I also tried providing a base model, but this also yields 0.00 for everything, including Score: prodigy train ./ --ner {dataset name} --base-model en_core_web_sm

Finally, I tried exporting a dataset with annotations using db-out, and then immediately importing it back in as a new dataset via db-in, and trained it using the en_core_web_sm base model. This will yield non-zero values in the Scorer output, so this appears to be a 100% supported workflow.

I would prefer not to upload the JSON file I am feeding into db-in, partially because I have tried several permutations with different properties included/omitted.

I would like to first verify that I should be able to take a file generated from db-out and feed it into db-in, into a new dataset let's say? If this workflow is supported, then what I am trying to do with this JSON file generated from pre-annotated data should also work. It seems like, between db-in reporting 500 annotations imported, and the training outputting 0.00, that either a property is present in my generated JSON file that should not be, or a property is missing. If I could see an example of externally-annotated JSON that I can import into Prodigy for use with the NER recipes, that might be helpful. I see the example here, but that doesn't seem to be for NER specifically. Thank you!

Hi @jspinella !

Perhaps the issue is in the converter itself. Make sure that you're setting the correct token indices and span indices for training. My hunch is that model training can't "see" the tokens because the indices provided were wrong or out of range.

Another suggestion would be: since you're already using an Excel file, would it be better to convert it to CSV and use the supported csv converter instead?

Thank you for the suggestions! One of the columns in the file needs to be cleaned so I opted to not use Prodigy's CSV loader. To be clear, I am manually converting the XLSX to CSV, then loading that into a small program that converts it to a Prodigy-formatted JSON file. Just a little PoC for now.

I have double-checked the token indices and the span indices. They look correct to me (comparing to a JSONL file generated from prodigy-out on a simple test model that scores 1.00). It looks like the issue was related to the indices, more-specifically the presence of "ws": true/false for each token. The way I have it, ws is true for every token except the last one in a sentence (where there is no whitespace character proceeding it). This is how the JSONL that comes from prodigy db-out looks, but it's odd to me. I wouldn't think the whitespace coming after a token, that is in-between two tokens, should be included in the token.

I'm not really finding anything on this "ws" property in the JSON/JSONL, but it looks like it's for whitespace and denotes whether the (end?) index of the token is a whitespace character?

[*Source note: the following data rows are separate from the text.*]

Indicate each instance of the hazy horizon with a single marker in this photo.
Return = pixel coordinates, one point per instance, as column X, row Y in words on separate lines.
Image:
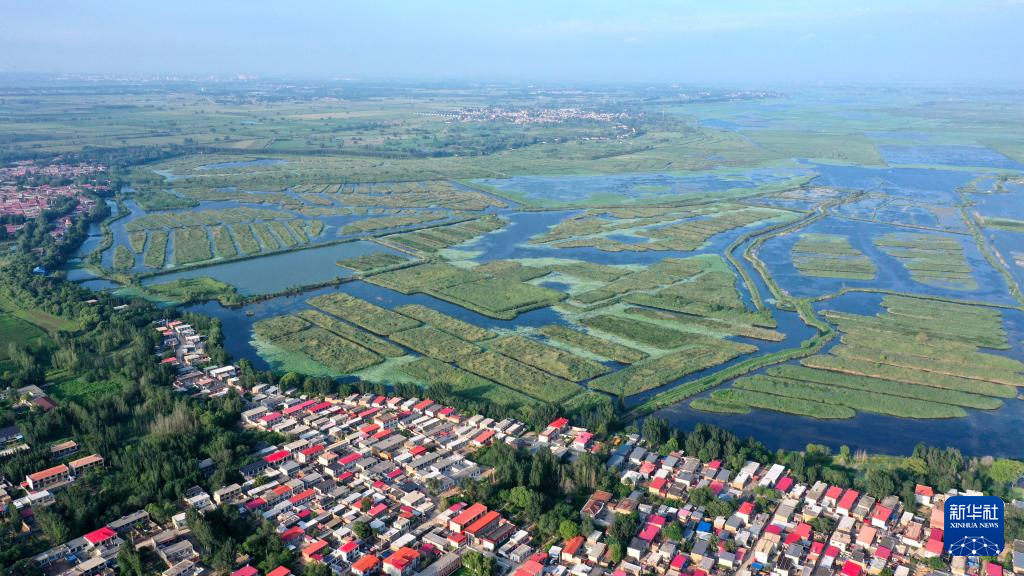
column 745, row 42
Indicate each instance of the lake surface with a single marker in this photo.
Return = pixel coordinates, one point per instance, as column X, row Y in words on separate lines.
column 897, row 197
column 636, row 187
column 275, row 273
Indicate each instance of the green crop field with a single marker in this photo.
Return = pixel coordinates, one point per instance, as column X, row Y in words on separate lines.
column 190, row 245
column 363, row 314
column 551, row 360
column 433, row 342
column 453, row 326
column 659, row 371
column 520, row 377
column 931, row 259
column 463, row 383
column 349, row 332
column 374, row 261
column 830, row 256
column 124, row 259
column 860, row 400
column 322, row 346
column 591, row 343
column 156, row 249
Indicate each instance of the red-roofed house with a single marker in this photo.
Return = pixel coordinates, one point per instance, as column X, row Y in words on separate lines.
column 280, row 571
column 402, row 562
column 302, row 497
column 307, row 455
column 483, row 438
column 832, row 496
column 278, row 457
column 880, row 516
column 847, row 502
column 559, row 423
column 268, row 420
column 348, row 460
column 467, row 517
column 367, row 566
column 98, row 537
column 570, row 550
column 246, row 571
column 529, row 568
column 745, row 511
column 582, row 441
column 923, row 494
column 48, row 478
column 851, row 569
column 482, row 523
column 314, row 550
column 657, row 486
column 298, row 407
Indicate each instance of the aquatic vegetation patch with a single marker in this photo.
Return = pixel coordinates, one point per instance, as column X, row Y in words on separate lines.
column 371, row 317
column 593, row 344
column 658, row 371
column 521, row 377
column 124, row 259
column 932, row 259
column 712, row 326
column 824, row 255
column 433, row 342
column 190, row 245
column 554, row 361
column 222, row 242
column 431, row 240
column 156, row 249
column 441, row 321
column 373, row 261
column 352, row 333
column 860, row 400
column 433, row 372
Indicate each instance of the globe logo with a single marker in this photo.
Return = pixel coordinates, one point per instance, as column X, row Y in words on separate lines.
column 975, row 546
column 974, row 526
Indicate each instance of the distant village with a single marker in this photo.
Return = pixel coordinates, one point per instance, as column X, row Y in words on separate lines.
column 26, row 192
column 529, row 115
column 385, row 462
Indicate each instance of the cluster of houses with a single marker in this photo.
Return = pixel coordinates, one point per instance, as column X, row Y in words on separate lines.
column 19, row 199
column 817, row 529
column 356, row 483
column 183, row 348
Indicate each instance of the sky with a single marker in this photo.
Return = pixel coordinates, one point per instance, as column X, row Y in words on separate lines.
column 736, row 42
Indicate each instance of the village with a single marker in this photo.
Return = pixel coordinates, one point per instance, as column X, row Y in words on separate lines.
column 27, row 190
column 369, row 484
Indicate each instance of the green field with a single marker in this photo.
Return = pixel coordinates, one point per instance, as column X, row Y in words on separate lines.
column 453, row 326
column 190, row 245
column 520, row 377
column 825, row 255
column 433, row 342
column 374, row 261
column 464, row 383
column 363, row 314
column 931, row 259
column 920, row 348
column 554, row 361
column 495, row 295
column 325, row 347
column 18, row 332
column 663, row 370
column 593, row 344
column 349, row 332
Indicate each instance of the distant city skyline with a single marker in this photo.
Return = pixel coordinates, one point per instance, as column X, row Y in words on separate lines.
column 689, row 41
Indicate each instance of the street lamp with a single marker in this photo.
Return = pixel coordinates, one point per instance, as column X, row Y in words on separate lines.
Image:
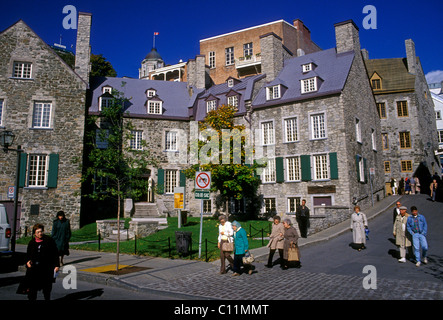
column 6, row 140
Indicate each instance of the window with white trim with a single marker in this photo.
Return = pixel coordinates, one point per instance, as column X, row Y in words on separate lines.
column 291, row 130
column 136, row 140
column 37, row 170
column 318, row 126
column 293, row 169
column 309, row 85
column 321, row 171
column 268, row 132
column 22, row 70
column 41, row 117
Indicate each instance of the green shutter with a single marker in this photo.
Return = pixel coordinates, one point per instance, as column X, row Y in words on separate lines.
column 333, row 165
column 22, row 177
column 53, row 171
column 160, row 181
column 279, row 169
column 305, row 162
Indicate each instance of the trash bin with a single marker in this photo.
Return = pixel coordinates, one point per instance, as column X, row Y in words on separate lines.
column 183, row 242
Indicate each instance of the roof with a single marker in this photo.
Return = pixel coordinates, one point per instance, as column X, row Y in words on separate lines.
column 332, row 69
column 393, row 73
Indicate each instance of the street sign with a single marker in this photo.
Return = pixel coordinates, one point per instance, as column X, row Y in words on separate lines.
column 202, row 194
column 203, row 180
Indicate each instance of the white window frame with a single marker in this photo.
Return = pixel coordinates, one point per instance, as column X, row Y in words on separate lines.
column 42, row 115
column 308, row 85
column 22, row 70
column 318, row 125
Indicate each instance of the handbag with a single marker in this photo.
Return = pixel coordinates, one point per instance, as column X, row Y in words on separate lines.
column 248, row 258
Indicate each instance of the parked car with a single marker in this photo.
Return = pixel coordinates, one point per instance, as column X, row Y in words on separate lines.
column 5, row 230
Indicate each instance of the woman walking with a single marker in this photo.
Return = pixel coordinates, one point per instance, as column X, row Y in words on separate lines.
column 358, row 225
column 276, row 241
column 61, row 233
column 225, row 233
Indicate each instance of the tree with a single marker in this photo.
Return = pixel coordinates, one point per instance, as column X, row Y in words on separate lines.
column 116, row 169
column 232, row 176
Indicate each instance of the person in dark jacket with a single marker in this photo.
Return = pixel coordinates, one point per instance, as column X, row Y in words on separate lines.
column 61, row 233
column 42, row 263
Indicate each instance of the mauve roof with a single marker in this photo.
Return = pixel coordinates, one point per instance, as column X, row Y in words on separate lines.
column 330, row 67
column 174, row 95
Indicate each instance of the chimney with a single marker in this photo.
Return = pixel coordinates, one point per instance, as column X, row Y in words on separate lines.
column 346, row 36
column 410, row 56
column 83, row 46
column 271, row 55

Presumably I could exclude the whitespace between two words (tokens) when calculating the index values, for example given "Apple has released a new Mac", the index values for "Apple" would be 0 and 4 with ws: false and "has" would pick up with 6 and 8... rather than how db-out would have it: 0 and 5 with ws: true. I'm not sure if it's a tomato-tomato situation or if this would hurt the model accuracy...

Hi @jspinella ,

If you're using NER, you don't need to provide the ws value in the JSONL file. You can refer to this task format. The token and span indices are enough.